Llegó a la estación justo
cuando el tren se iba. Qué mala leche, se dijo, casi una hora hasta que pase el
siguiente; menos mal que es verano, concluyó estúpidamente, como si el calor
fuera un consuelo para una tarde llena de frustraciones.
Es
que las cosas habían salido mal desde el principio. Primero, el altercado con
el jefe en la oficina. Luego, la llamada imperiosa de Laura exigiendo verlo, él
prometiendo que iría pero no era seguro a qué hora, que lo esperara. Finalmente,
el tren que salió con atraso y llegó a destino bastante después de lo
previsto. Pero Laura no lo había esperado y tampoco lo había querido recibir cuando fue hasta su
casa.
Masticando
bronca emprendió el camino de regreso a la estación. Fue pateando escrupulosamente
las bolsas de basura que encontraba a su paso.
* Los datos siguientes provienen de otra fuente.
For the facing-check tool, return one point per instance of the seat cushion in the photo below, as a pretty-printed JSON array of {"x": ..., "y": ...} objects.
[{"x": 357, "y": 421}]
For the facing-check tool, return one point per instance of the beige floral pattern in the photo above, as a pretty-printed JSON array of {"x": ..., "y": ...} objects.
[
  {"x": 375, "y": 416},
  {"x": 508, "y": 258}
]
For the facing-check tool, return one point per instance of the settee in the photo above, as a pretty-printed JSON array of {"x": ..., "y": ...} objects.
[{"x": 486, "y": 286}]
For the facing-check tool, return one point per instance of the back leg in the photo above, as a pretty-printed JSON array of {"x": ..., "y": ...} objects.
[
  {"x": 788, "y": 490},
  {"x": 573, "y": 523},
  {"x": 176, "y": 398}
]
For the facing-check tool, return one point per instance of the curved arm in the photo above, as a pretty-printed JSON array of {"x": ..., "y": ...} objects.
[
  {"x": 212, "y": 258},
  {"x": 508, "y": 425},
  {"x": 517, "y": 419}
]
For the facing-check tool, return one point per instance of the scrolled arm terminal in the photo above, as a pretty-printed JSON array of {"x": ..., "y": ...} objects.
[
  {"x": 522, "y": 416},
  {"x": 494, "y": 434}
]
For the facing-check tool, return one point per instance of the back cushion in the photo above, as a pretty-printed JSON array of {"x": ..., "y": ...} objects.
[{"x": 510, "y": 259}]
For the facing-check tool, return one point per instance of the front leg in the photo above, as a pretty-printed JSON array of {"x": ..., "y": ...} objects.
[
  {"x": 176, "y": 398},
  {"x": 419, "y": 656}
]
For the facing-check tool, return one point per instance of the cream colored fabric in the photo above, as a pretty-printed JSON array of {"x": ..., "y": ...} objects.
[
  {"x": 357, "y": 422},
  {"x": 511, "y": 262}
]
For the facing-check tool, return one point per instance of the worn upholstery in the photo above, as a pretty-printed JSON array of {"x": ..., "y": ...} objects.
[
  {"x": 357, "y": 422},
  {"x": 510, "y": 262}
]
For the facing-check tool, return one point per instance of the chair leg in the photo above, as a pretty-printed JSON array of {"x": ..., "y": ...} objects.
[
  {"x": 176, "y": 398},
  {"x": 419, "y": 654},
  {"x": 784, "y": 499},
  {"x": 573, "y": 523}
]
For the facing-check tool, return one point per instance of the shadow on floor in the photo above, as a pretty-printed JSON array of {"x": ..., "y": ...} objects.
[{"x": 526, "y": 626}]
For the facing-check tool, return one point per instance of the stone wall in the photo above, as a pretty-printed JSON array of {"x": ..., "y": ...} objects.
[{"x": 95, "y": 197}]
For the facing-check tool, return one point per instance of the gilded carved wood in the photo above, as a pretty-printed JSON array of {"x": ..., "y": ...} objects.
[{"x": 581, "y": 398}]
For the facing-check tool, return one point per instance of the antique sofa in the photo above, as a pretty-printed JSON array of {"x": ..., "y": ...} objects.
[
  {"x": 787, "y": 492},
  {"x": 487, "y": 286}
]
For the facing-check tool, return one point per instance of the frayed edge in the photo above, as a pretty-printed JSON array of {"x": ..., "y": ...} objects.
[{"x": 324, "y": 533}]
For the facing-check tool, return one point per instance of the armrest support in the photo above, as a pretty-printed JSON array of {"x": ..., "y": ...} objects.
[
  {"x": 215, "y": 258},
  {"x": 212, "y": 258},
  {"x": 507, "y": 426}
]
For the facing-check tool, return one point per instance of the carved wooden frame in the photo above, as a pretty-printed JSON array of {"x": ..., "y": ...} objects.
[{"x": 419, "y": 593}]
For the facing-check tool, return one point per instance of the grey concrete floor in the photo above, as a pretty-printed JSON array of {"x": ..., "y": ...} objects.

Un perro solitario comenzó a
rondarlo, buscando compañía. Cuando lo tuvo a su alcance, levantó la pierna y
vio cómo el zapato se clavaba en las costillas del animal, que se alejó
aullando. Perro de mierda, murmuró, y siguió pateando al vacío, con ganas de
más.
Y
ahora este garrón, pensó al ver alejarse el tren.
Se
dejó caer sobre uno de los bancos de la sala de espera. Sobre el otro, un bulto
oscuro dormía su borrachera o su miseria. Afuera, un foco solitario desparramaba
su luz amarillenta sobre el andén desierto, cuyos extremos se perdían en la
sombra.
De
pronto, el silencio fue invadido por las risas de un grupo de muchachos que
atravesaron la sala a la carrera, rozándolo. Instintivamente se retrajo.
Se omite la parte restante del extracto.